Cloud Computing isn’t perfect, but it’s far from broken…
The most recent Amazon cloud outage isn’t a herald of worse things to come; it’s more like a learning opportunity
Yes, on October 22, 2012, Amazon’s large Virginia data center experienced some technical difficulties which brought the popular sites Reddit, Foursquare and others for a number of hours. This of course comes on the heels of the last significant outage, which occurred around 5 months ago. The question is; are we collectively blowing these events completely out of proportion?
Given the recent turn of events involving AWS, it would appear that some on the internet have never experienced server / site downtime before (or perhaps just want us to believe that). Fact: quite a number of service outages and site disruptions have occurred prior to the rise of cloud computing. Likewise, in many of those cases, we weren’t looking at mere hours of not being able to surf the net, but days. Additionally, some of the events in the distant past were also followed by significant loss of user data as well. Compare and contrast this with cloud computing and its various implementations for backing up user data.
In the past, many critical errors might have been caused by massive hardware failure. Naturally, since non-cloud systems don’t (or didn’t) tend to provide for contingencies, bringing them back online often meant replacing racks of expensive hardware which would often have to be ordered and shipped. What makes the cloud so different is that everything can be more easily copied, backed up and moved around. In other words, when a cloud outage occurs it’s often simply a matter of moving things around and reconfiguring as opposed to waiting by the loading dock for new hardware to show up.

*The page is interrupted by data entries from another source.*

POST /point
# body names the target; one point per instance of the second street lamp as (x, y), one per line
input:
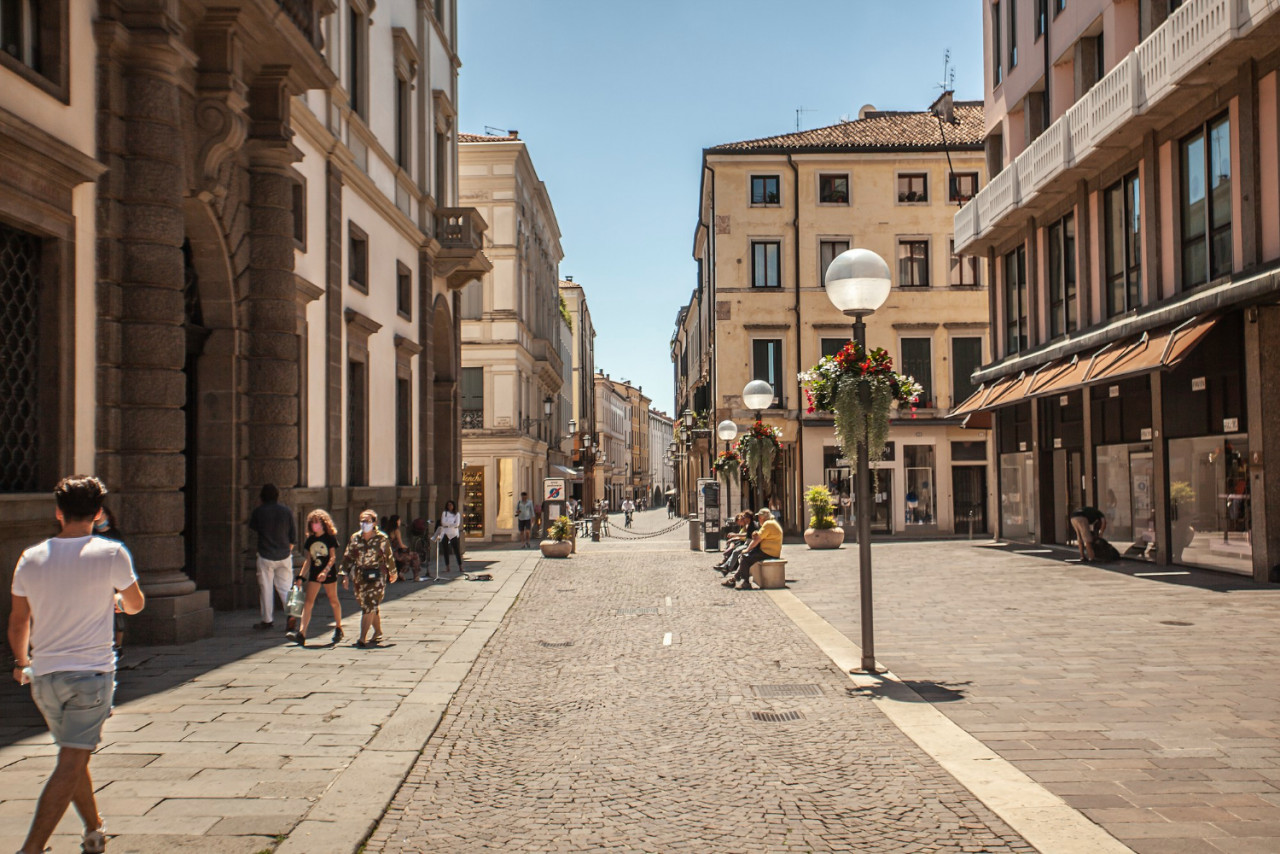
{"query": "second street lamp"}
(858, 283)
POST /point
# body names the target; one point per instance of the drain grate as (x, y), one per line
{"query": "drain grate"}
(776, 717)
(786, 690)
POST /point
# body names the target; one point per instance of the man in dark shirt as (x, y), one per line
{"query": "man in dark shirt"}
(277, 535)
(1088, 524)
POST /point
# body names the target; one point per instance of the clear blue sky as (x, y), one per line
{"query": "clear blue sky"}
(617, 100)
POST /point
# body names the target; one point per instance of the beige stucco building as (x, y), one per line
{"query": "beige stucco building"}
(240, 228)
(515, 411)
(772, 214)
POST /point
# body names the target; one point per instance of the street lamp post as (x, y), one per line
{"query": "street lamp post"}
(858, 283)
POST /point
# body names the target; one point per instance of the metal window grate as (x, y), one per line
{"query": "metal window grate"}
(777, 717)
(19, 360)
(786, 690)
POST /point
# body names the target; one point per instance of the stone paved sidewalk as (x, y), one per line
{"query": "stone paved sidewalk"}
(618, 708)
(1151, 703)
(228, 744)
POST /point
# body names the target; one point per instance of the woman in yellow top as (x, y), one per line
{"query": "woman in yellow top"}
(766, 543)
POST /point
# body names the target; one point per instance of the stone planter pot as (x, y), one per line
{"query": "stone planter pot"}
(824, 538)
(556, 548)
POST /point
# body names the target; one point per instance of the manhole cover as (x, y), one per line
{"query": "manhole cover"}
(786, 690)
(776, 717)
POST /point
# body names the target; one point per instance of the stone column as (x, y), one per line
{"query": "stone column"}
(144, 343)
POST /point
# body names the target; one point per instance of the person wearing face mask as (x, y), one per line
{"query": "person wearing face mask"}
(320, 549)
(370, 562)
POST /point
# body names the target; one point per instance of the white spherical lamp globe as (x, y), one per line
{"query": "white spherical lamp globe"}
(858, 282)
(758, 394)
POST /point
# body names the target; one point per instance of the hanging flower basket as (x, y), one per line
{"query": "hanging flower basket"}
(758, 448)
(832, 386)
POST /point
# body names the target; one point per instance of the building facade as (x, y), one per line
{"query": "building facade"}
(513, 418)
(1134, 231)
(245, 260)
(772, 215)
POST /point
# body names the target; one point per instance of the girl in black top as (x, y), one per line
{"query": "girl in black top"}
(321, 551)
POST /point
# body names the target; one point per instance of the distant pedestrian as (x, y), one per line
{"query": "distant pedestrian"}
(525, 517)
(370, 562)
(448, 534)
(277, 535)
(320, 571)
(60, 635)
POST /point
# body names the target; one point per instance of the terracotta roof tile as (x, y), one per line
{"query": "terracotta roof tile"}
(894, 131)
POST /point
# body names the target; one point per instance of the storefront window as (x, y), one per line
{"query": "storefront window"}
(1208, 502)
(920, 484)
(1016, 496)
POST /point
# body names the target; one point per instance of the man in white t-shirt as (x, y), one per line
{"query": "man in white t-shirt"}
(60, 628)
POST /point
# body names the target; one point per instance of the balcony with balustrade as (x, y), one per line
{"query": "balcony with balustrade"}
(1197, 49)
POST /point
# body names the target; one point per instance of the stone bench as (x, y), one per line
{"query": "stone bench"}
(771, 574)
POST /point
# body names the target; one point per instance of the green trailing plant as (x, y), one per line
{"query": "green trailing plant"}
(821, 508)
(561, 529)
(836, 383)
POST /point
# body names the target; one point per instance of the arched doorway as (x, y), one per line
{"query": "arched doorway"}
(444, 407)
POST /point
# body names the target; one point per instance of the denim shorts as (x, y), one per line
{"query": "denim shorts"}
(74, 703)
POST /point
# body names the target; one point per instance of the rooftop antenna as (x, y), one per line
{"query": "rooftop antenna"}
(799, 112)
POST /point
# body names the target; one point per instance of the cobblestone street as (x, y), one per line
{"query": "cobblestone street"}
(618, 708)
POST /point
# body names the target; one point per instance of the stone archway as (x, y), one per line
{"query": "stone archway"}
(213, 538)
(444, 406)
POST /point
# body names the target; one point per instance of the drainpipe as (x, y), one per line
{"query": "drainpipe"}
(795, 249)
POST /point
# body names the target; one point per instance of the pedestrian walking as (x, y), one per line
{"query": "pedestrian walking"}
(448, 534)
(370, 562)
(525, 517)
(320, 572)
(277, 535)
(60, 635)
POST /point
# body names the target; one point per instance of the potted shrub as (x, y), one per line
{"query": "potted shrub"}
(558, 542)
(822, 531)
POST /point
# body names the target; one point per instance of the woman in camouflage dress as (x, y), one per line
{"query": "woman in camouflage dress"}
(370, 562)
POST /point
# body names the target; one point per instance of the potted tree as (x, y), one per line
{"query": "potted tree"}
(558, 542)
(822, 531)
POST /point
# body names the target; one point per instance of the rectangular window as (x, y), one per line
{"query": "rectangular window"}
(832, 346)
(403, 432)
(1013, 33)
(472, 398)
(1061, 277)
(1015, 301)
(997, 71)
(913, 264)
(764, 190)
(918, 362)
(403, 291)
(767, 365)
(827, 252)
(1206, 204)
(964, 270)
(357, 424)
(764, 264)
(963, 187)
(965, 359)
(833, 190)
(913, 187)
(1123, 245)
(357, 257)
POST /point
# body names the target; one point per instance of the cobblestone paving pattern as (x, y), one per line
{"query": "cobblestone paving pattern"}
(621, 743)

Having said all that, it is somewhat troubling that AWS would experience such problems at the same data center. But we shouldn’t use these minor events to berate Amazon or their abilities; instead, we should be learning from our mistakes. The simple truth is that there is immense power and ability inherent in AWS; it truly is a marvelous implementation of some very cutting edge technology that not only works, but allows us to achieve some very amazing things.
This notion that “if AWS goes down, so does the entire internet” is not only silly, but extremely misaligned with reality. Sure, if Amazon were to keep growing at its current pace, and were able to dominate the competition in the long-run, they would likely become tasked with running most of the major sites on the planet. However, if such a thing were to happen, wouldn’t they also increase their capabilities and expand their budgets as well? Moreover, why is it that the tendency is to assume the worst in every single scenario?

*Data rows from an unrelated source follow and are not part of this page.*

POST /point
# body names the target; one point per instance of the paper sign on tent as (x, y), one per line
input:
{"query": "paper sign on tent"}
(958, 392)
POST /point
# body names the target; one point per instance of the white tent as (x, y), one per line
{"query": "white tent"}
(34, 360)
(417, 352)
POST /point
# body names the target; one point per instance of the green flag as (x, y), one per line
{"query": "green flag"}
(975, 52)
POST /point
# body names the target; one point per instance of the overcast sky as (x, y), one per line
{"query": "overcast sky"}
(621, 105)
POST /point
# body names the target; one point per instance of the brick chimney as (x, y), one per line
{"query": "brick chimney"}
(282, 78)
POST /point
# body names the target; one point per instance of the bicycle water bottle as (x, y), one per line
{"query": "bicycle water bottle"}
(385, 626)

For starters, since we’ve experienced at least two events which are relatively close together in exactly the same location it’s safe to assume that this is a unique problem. In other words, given that the same data center is crashing it’s entirely logical for one to deduce that this is not a systemic problem we’re dealing with. A good comparative example would be in food production; just because one factory allows tainted spinach, peanut butter, etc…to enter into circulation doesn’t mean that all of these items produced by other companies are also contaminated.

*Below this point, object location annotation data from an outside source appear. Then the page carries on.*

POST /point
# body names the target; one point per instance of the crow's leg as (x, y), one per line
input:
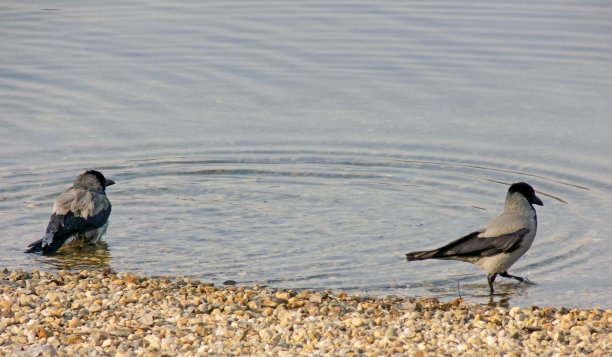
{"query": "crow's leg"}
(522, 280)
(491, 279)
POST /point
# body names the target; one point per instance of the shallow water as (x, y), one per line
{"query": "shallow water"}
(310, 145)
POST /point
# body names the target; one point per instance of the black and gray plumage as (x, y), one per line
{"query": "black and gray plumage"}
(501, 242)
(79, 214)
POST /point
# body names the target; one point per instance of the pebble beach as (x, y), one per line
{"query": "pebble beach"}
(94, 313)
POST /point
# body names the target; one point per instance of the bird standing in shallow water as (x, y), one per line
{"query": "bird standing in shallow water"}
(79, 213)
(501, 242)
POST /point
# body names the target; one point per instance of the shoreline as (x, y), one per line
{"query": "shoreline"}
(101, 313)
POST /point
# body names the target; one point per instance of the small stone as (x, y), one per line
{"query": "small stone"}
(42, 332)
(356, 321)
(74, 322)
(95, 308)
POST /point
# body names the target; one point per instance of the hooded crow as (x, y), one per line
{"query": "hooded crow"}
(79, 213)
(501, 242)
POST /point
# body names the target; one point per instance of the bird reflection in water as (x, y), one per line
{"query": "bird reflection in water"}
(80, 256)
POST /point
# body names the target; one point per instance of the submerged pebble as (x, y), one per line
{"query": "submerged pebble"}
(101, 313)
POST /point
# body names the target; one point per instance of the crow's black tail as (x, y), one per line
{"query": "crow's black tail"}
(34, 247)
(422, 255)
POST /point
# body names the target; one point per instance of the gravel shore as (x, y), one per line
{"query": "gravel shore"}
(105, 314)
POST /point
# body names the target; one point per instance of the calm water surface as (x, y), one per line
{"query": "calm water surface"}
(312, 144)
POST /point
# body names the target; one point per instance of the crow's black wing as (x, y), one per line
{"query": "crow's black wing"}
(473, 246)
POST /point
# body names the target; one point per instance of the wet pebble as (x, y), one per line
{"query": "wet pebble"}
(100, 313)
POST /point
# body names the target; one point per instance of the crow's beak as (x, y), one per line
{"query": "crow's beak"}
(537, 201)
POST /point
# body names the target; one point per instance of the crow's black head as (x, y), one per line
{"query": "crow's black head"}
(527, 191)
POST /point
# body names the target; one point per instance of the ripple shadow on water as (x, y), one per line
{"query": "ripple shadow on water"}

According to recent reports, the actual AWS outage / event in question was triggered by a memory leak which led to “cascading failures”. Once again, these types of events are more-or-less expected when it comes to fully implementing a new technology for longer periods of time. Call it “working out the bugs” if you like. If anything, these types of events highlight the need for increased scrutiny and the development of new solutions and if necessary, better replacement components/technologies.
Although it’s somewhat macabre to say so, these types of events are sort of similar to growing pains. People often forget that cloud computing has pretty much replaced traditional grid/waterfall computing/networking in a relatively short amount of time. To tell you the absolute truth, it’s astounding that cloud technology has been as monumentally successful as it has been.
Furthermore, the doomsayers have been predicting terribly crippling events which last for weeks on end ever since the cloud and AWS hit the market. While it would be reckless to assume that these paranoid individuals are completely without merit (they do occasionally make some excellent points which we should learn from), most people are clearly jumping on the fear bandwagon as if it were a pop culture meme. The fact of the matter is that cloud computing has already worked its way into our lives, digital Armageddon has yet to occur and we have no logical reason to assume that it is coming as expected. The threat of solar storms, CME and EMP attacks are often used to undermine cloud computing and its stability…news flash: no computer system or server farm is truly fully protected from these events, cloud or otherwise. Need evidence? During the “Carrington event” in the 1800’s, a solar storm caused the telegraph wires to burn!
In short, let’s actually give cloud computing time to grow, heal and develop before we label it a broken, transitional technology. The internet of today has been greatly empowered courtesy of the abilities of cloud computing. In truth, most of the activities we engage in online every single day wouldn’t even be possible without some form of cloud computing to drive them.